There's nothing new and that's the not-so-great thing
So I feel sorta kinda like crap. Chest pains, headache, nausea, joint and muscle pain. I guess I'm just really tired and worn down. I've been working late nights. Like getting home at 2 am. Getting up and going to summer school. Dealing with Dad and Matt and then more of the same. I'm just feeling battered. There's really no fun in my life anymore. I don't do anything fun because I'm either too tired or working or have Dad watch. I'd be crying about everything but I guess I'm just too tired to do that too. I'm supposed to be doing lunch with a friend tomorrow (Wednesday), but she didn't call me so I guess we're not doing anything. Cause I mean, we talked last week and said we were doing lunch and that we'd pick the restaurant when we went out. And then I was like I'm on my way and she was like we didn't plan anything so she planned stuff with her mom. I don't know. Phones work both ways and honestly, I get tired easily. I can't always place calls. It's kinda of grating on me to always call people and never get an answer. I rarely call my mother about stuff anymore. Like when something occurs, if I'm going to be at work before she gets home, I just leave sticky notes on the fridge. If that.

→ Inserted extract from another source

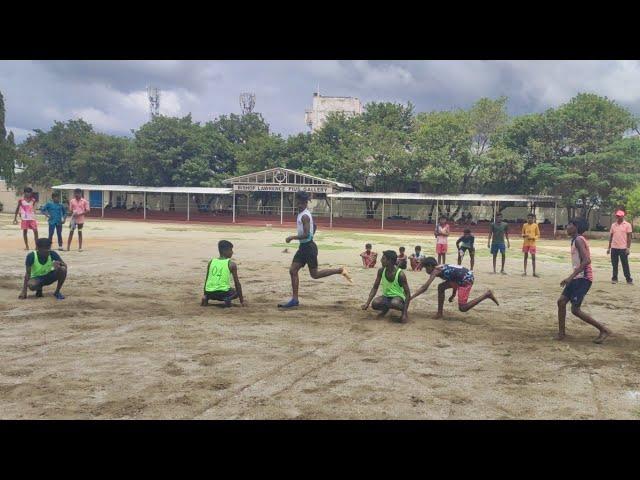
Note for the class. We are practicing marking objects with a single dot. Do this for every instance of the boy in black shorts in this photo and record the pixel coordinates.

I don't know. I just can't seem to be bothered to call people that don't answer the phone. Or if they do, they don't have the time to talk. I can quite easily see how "Mary" just stopped calling people. It's a bit of a blow to the ego to call people and not be wanted.
I'm hungry but too tired to get anything to eat. So my mommy is making me a salad and bringing it to me. Which is nice of her. Cause she's nice. I'm not sure that I can get it down and keep it down but I'm going to make an concentrated effort. Maybe I can get some more sleep. Cause God knows I'm dead tired even though I've been sleeping on and off all day.